Taking forward the conversation between historian and professor Olivette Otele and director Daphne Di Cinto on African European heritage held in 2024, There’s Always More begins with a screening and discussion of The Black Italian Renaissance: African Presence in Art on February 13th. Written by Francesca Priori and directed by Cristian Di Mattia, the Sky Original documentary uncovers the African presence in European society through the paintings of renowned Renaissance artists and archival documents dissected by an international team of art historians, scholars, and artists. The film highlights the identities and roles of African figures in Italy, while also examining the evolution of racial concepts from the 15th to the 18th centuries.
The program continues on February 19th with the video presentation of The Ritual of Breath is The Rite to Resist, a chamber opera created by AAR 2017 Rome Prize Fellows, Jonathan Berger and Enrico Riley, alongside librettist Vievee Francis. The work responds to the murder of Eric Garner and the ongoing loss of Black lives at the hands of authorities.
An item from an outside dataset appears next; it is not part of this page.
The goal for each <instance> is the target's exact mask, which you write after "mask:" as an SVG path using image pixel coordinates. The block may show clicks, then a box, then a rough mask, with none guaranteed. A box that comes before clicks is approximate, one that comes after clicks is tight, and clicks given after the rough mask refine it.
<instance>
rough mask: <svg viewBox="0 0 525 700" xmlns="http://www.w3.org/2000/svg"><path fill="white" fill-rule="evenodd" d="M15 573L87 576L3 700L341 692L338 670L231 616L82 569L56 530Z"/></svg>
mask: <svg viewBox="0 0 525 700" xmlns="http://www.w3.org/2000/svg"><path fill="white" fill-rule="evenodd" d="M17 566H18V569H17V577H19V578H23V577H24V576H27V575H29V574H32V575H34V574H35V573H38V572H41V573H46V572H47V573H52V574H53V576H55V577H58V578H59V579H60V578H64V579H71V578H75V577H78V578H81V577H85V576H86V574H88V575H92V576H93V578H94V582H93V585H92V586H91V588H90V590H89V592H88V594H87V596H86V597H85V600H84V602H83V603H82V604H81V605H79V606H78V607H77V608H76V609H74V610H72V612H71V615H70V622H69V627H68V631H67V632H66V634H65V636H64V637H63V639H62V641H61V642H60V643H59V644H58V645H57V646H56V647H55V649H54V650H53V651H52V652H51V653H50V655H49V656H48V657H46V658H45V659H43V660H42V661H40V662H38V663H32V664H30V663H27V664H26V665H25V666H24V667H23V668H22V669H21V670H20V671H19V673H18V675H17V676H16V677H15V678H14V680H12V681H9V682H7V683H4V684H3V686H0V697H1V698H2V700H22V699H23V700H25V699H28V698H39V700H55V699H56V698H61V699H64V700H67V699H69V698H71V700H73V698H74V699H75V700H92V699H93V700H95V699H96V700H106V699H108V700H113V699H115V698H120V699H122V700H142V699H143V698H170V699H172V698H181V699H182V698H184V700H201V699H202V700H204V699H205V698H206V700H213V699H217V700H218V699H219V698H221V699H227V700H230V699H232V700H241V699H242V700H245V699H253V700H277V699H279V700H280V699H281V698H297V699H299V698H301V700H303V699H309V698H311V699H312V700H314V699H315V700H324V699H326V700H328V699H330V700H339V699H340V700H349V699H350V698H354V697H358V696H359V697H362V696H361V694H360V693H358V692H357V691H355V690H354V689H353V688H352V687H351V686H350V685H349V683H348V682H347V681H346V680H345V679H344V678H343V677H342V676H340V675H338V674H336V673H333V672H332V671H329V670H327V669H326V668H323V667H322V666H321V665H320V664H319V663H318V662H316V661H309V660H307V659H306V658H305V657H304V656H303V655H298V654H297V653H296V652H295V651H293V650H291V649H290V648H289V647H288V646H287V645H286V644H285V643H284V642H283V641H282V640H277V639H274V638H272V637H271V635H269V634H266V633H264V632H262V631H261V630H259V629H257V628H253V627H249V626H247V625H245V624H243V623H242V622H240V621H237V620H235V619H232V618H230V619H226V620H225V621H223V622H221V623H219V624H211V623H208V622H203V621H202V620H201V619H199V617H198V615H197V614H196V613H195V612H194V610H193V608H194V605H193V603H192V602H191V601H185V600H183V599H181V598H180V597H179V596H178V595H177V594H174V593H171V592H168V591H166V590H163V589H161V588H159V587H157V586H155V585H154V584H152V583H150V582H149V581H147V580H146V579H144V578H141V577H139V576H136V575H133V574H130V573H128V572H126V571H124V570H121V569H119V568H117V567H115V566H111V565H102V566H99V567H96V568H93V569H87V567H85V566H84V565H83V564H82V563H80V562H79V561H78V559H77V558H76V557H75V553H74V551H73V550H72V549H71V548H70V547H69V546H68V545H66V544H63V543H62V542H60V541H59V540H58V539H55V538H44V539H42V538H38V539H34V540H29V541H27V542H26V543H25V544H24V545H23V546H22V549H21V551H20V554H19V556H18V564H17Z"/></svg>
It explores global impacts of racial injustice and celebrates resistance, healing, joy and Black life. Following the screening, the authors will engage in a discussion with Italian scholars and artists. The following day, February 20, the public is invited back to the Academy to participate in an activation and ritual related to The Ritual of Breath Is the Rite to Resist. There will be a screening of Her Fight, His Name: The Story of Gwen Carr and Eric Garner (2024), a documentary that chronicles Gwen Carr, mother of Eric Garner, whose 2014 death at the hands of the NYPD sparked the Black Lives Matter movement. The event will foster an exchange between the U.S. and Italy on examining systemic injustice, followed by a ritual activation.
Dr. Raul Moaquech Ferrera-Balanquet concludes this year’s Black History Month program with a talk on Decolonizing Curatorial Practices at Howard University Gallery of Art on March 18th followed by the multimedia project Mariposa Ancestral Memory on March 20th. Centered on Africana Kairibe Malungaje: Futurist Reversed Memories, a curatorial research and exhibition development project, the lecture reclaims the East as a sacred space for Indigenous and African Caribbean peoples. It explores how to approach the white cube from a decolonized perspective and examines the connections between West African collections to contemporary artistic practices in diaspora territories across the Americas, the Greater Caribbean, and Europe. The closing act of the program features the Italian premiere of Mariposa Ancestral Memory (2023-2025), an interdisciplinary project which blends a multimedia installation with a ceremonial performance. This work investigates African Caribbean writing, the Transatlantic Slave Trade, the Mariel Exodus, US Latinx migration and Afro-Caribbean spirituality, all interwoven with the artist’s experience as a Cuban-born, transnational subject. The project also addresses undocumented migration, connecting the Black Atlantic Slave Trade, the 1960s Civil Rights Movement, Kongo cosmograms in Cuban Palo Kongo, and their ties to Haitian Vévé and and West African cultures.